Harvard Study Under Fire for Facebook Mining

To the list of organizations struggling to adapt to the new social media world, add social science researchers and their institutional review boards.

A massive project to collect data on Harvard's graduating class of 2009 has been put on hold after questions arose about the researchers' use of semi-privileged student data culled from Facebook, The Chronicle of Higher Education reported.

The four-year study was aimed at using the classes' Facebook posts, profiles and preferences as a dataset for sociologists studying culture, race and public health. The dataset, which the undergraduates did not know they were participating in, was meant to be anonymous. But a University of Wisconsin-Milwaukee researcher cracked the code and began raising other ethical concerns about the study, the Chronicle reported.

Most importantly: the study was ostensibly based on publicly available data, but the student research assistants who gathered it were also Harvard undergraduates and so had access to some portions of their classmates' Facebook profiles that non-Harvard affiliated researchers would not have.

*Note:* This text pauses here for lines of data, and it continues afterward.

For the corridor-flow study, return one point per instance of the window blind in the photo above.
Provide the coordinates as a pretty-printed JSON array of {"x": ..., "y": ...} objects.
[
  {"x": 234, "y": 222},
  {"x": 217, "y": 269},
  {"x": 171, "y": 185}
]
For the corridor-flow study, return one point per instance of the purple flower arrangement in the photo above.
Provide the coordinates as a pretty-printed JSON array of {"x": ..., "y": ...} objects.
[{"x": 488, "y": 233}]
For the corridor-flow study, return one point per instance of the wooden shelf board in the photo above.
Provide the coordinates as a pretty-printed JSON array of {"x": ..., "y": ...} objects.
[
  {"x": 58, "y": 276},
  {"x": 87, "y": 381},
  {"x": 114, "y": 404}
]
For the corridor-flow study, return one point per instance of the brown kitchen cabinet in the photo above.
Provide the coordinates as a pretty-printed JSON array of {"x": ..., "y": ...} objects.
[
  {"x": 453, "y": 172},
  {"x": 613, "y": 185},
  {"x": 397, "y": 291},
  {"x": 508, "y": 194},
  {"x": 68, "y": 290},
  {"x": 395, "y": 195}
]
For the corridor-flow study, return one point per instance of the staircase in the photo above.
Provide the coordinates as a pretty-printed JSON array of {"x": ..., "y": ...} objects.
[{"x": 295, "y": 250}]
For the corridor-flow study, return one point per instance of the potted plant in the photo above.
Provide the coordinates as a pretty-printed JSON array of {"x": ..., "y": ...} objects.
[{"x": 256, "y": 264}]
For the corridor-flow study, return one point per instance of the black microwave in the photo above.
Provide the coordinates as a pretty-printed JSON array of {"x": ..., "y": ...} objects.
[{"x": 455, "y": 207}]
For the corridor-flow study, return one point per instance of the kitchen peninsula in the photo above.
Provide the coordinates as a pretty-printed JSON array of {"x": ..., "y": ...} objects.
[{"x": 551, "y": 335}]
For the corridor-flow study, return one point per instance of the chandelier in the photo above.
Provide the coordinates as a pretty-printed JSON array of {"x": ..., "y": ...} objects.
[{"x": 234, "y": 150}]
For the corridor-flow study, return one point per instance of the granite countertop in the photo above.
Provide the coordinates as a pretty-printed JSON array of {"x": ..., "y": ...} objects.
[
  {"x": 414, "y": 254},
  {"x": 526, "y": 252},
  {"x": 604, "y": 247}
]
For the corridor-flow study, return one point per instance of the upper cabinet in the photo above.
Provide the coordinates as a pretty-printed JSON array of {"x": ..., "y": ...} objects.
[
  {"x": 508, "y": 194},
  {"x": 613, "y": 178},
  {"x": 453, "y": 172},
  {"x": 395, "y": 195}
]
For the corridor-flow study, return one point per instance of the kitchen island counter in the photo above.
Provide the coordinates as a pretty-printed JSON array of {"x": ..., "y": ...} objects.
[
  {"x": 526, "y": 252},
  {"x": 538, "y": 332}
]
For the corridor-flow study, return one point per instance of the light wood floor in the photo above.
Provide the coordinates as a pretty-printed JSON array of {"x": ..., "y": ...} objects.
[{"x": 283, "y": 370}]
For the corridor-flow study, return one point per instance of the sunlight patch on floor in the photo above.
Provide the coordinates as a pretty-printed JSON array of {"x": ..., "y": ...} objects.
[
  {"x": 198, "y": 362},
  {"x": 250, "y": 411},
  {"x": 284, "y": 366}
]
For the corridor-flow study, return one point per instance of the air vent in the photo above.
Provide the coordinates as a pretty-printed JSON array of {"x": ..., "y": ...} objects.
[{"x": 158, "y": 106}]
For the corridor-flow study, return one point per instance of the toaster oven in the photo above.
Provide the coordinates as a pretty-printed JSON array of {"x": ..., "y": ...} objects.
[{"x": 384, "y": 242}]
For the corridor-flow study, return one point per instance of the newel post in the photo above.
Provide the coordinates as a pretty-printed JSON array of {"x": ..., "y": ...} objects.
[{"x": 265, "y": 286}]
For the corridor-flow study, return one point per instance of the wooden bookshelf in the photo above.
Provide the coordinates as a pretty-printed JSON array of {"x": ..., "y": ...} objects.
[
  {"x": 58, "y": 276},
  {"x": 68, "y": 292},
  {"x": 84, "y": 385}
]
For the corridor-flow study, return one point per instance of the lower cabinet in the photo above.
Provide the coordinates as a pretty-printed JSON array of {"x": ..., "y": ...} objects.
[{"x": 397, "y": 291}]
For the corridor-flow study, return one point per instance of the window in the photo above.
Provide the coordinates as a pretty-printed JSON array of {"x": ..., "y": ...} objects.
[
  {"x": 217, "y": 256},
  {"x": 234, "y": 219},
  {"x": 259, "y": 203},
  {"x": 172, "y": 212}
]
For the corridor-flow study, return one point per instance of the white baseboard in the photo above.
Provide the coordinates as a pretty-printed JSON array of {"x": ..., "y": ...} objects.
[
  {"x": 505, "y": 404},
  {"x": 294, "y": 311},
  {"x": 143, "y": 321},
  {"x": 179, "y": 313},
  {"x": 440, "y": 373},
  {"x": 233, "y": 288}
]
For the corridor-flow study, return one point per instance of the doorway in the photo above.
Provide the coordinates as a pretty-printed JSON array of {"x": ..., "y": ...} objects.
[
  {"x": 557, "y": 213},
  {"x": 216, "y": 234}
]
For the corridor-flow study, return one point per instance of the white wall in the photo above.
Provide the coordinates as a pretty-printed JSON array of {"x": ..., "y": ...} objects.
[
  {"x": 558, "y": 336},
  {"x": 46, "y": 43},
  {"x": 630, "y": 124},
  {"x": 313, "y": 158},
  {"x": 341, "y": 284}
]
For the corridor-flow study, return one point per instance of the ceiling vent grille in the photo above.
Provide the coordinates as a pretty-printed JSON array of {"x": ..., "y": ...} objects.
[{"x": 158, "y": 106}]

The researcher, Jason Kaufman, a fellow at Harvard's Berkman Center for Internet & Society, has not said whether research assistants gathered information that was only available to them because they were "friends" with the students, the Chronicle reported.

The study was approved by Harvard's institutional review board, the Chronicle said. Institutional review boards are university boards tasked with overseeing and approving research projects with human and animal subjects to ensure compliance with ethical standards.